As palmeiras da simpática varanda dançavam ao som da brisa que fazia o cafuné apaziguador no verão de Campo Grande. O café sobre a mesa de ferro era preto e era forte, ambos fortes sinais de que a menina deveria se apressar para despertar do choque causado por estar ali. O poeta, já com reflexos e músculos envelhecidos pelas décadas e pelos amores, tremeu sua xícara até seus quietos lábios, que pelos olhos dela, sempre tiveram pequenos caminhos que embelezavam ainda mais o que existia de mais simples no mundo. Ele beijou o café com a mesma sutil paixão com a qual beija palavras e voltou a depositar a porcelana sobre a mesa, tomando todo seu tempo no processo, como se o mundo dependesse da velocidade de seus atos e não o contrário. Após o que pareceu séculos, o senhor olhou para a menina, ainda entorpecida pela magnitude do momento. Ele reconheceu o tão costumeiro arregalar de olhos que despertava em seus admiradores, sorriu como quem sorri para um neto e voltou seus olhos de entendedor do mundo para as poucas nuvens que deram o ar da graça no quente dia de janeiro.
Ela estava tentando formular algo para dizer. Pelo menos acreditava estar. Sentia o peso de seu exemplar de Memórias Inventadas em sua bolsa e sentia a leveza da despreocupação do ídolo em relação a infinidade de pensamentos que preenchiam as lacunas do silêncio naquela casa de barro. Para ser bem honrosa a sinceridade, sentir era tudo que ela fazia no momento. Sentir adoração, sentir anos de estudo sumindo como se fossem marofa nos neurônios da estudante, sentir cada gota de suor que desfilava coluna abaixo e sentir o cheiro do grão que fervia nas xícaras. Puxou o ar como quem ousaria talvez falar algo, mas fora interrompida pelo grito seco do ser de penas que escolhera esse oportuno momento para sobrevoar a simpática varanda e pousar nas já mencionadas palmeiras dançarinas.
A arara azul congelou suas garras na espessa folhagem da árvore e permaneceu segundos soltos com ambas asas abertas, como se quisesse clarificar para os bestificados mortais que sim, de fato, de todas as varandas que ela podia escolher, fora a sua que recebera tal bênção, muito obrigada. Ao se fazer notada, guardou suas asas e enfiou o bico em seu pescoço, num carinho íntimo que impecavelmente superava qualquer possível auto contato humano. Pela primeira vez na terra da realidade, menina e poeta encontraram-se no mesmo plano; adoradores de personagens da natureza, não poderia ser diferente. Ambos olharam para a majestosa ave por mais alguns séculos - afinal de contas, o que seriam mais cem anos para aquela preguiçosamente confortável dupla -, e a menina quase não reparou quando o poeta sussurrou as primeiras palavras do novo milênio daquela simpática varanda.
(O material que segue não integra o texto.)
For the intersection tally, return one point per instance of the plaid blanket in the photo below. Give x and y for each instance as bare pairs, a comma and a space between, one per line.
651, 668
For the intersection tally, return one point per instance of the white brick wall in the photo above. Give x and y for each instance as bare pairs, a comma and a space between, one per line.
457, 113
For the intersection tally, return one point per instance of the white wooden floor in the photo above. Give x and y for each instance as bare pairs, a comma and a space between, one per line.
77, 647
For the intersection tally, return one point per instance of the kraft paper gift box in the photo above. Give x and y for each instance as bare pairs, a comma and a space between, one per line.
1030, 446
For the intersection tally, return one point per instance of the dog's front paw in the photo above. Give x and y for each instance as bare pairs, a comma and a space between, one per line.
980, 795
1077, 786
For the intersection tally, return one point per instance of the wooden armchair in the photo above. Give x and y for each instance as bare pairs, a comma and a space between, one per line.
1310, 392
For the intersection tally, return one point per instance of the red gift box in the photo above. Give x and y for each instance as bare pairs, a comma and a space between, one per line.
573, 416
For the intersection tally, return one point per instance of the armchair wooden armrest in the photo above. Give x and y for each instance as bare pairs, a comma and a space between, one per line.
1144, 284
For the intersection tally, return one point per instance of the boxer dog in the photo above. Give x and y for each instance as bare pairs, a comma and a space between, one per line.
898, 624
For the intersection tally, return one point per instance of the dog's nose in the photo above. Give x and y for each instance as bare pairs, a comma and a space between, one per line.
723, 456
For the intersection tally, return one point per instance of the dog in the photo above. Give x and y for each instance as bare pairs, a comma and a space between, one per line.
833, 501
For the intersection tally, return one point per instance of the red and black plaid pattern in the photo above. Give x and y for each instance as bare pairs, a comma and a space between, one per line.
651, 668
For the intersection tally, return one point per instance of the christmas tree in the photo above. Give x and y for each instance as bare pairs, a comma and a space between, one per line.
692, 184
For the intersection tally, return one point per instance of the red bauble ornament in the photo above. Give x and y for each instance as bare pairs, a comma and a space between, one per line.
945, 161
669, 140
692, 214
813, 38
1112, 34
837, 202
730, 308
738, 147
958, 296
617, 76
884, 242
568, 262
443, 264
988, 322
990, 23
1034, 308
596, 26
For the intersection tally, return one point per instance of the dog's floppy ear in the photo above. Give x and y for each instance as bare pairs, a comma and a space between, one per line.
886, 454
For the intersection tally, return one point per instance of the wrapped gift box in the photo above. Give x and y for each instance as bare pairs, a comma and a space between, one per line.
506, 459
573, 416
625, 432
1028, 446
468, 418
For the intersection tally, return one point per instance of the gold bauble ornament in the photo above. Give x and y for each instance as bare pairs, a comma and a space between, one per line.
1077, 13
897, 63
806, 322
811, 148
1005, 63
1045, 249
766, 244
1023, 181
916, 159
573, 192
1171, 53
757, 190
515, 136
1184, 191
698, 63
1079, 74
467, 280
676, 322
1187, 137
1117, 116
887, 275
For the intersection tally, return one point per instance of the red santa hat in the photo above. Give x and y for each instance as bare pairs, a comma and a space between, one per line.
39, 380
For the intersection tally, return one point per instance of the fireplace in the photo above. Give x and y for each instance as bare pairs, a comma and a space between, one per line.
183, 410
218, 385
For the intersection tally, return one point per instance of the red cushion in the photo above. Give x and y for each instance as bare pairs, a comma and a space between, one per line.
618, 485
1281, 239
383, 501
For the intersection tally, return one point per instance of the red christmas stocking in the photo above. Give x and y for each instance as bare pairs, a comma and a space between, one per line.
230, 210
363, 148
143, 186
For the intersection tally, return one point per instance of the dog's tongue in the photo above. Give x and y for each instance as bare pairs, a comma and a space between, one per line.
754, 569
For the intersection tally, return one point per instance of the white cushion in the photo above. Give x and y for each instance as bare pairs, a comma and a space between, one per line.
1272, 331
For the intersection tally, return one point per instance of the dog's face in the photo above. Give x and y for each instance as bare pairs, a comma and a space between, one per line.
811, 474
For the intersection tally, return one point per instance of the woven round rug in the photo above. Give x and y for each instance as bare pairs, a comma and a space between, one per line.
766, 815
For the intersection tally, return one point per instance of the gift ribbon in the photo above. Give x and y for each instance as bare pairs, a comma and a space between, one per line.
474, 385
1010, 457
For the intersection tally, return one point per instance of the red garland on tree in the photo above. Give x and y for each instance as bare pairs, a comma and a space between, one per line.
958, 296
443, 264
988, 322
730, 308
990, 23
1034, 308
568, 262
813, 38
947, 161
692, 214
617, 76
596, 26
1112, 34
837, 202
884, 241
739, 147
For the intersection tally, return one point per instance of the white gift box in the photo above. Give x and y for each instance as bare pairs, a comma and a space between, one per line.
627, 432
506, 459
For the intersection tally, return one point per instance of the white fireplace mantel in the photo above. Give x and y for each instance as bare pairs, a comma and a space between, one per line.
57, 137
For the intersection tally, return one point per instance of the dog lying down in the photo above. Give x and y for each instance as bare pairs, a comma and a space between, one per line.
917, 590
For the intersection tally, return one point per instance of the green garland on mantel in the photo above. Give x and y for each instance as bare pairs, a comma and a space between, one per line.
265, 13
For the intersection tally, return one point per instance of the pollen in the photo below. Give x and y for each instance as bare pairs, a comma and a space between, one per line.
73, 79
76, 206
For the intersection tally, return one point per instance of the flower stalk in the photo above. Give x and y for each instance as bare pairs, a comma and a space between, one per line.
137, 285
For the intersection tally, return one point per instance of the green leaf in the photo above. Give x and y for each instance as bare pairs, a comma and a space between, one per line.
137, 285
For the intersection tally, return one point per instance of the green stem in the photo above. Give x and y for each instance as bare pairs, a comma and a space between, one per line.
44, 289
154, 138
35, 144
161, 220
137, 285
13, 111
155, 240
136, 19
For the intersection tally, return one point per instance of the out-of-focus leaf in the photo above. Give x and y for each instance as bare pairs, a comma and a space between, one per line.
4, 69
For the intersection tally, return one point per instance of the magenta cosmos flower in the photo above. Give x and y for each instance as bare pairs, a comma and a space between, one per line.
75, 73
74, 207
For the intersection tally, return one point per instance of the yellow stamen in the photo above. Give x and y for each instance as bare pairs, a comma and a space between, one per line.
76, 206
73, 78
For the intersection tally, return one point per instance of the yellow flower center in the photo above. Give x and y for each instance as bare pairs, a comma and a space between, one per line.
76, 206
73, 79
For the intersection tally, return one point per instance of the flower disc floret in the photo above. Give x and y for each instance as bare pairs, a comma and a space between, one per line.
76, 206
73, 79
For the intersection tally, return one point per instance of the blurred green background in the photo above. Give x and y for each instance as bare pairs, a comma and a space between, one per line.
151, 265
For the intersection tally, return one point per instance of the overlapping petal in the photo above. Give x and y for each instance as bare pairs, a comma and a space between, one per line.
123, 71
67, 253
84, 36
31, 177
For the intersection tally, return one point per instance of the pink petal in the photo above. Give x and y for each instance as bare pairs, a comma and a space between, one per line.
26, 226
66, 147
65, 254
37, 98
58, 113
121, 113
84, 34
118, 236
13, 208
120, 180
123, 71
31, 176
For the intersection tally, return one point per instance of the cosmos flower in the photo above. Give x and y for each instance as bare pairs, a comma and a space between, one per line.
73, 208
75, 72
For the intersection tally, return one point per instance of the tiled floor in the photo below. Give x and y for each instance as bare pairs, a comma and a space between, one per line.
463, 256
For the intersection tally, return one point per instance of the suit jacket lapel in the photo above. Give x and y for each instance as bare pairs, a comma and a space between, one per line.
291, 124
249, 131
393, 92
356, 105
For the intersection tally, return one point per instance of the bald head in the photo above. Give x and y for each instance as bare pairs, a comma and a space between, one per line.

"Que gosto te dá o voar das araras?". A pergunta obviamente fora direcionada a ela, mas os olhos dele não deixam de acariciar o espetáculo que era ter aquele voador em sua propriedade, com olhos de amante, de quem sente saudade, como Deus olhando uma de suas criações. 'Me pergunto se o deus dele também é o de Spinoza', ela pensou, mas optou pelo silêncio. Ponderou a pergunta, tocada pela implosão que era discutir o gosto do voar de asas com o pai brasileiro dos gostos e das asas (que dance de orgulho Baudelaire em seu túmulo!). O profundo necessário para achar o gosto que o voar das araras despertavam em sua língua ela ousava dizer que possuía, mas a segurança em ousar exibir tal ponta de poesia para o homem a sua frente parecia ser tão sufocante quanto discutir Amor com Camões. Ela sorriu, então, pois ironicamente, o verso que lhe viera a cabeça como conforto para seus medos de garota não poderia ser qualquer outro: "a maior riqueza do homem é a sua incompletude". Abastados. Admirou um pouco mais o perfil idoso do gênio protagonista daquilo que ela agora sabia ser apenas mais um sonho e reuniu a coragem para retirar seu livro da bolsa e anotar algumas pequenas palavras.
O gosto do voar das araras é amargo.
O amargo tem contrariantes tons pastéis.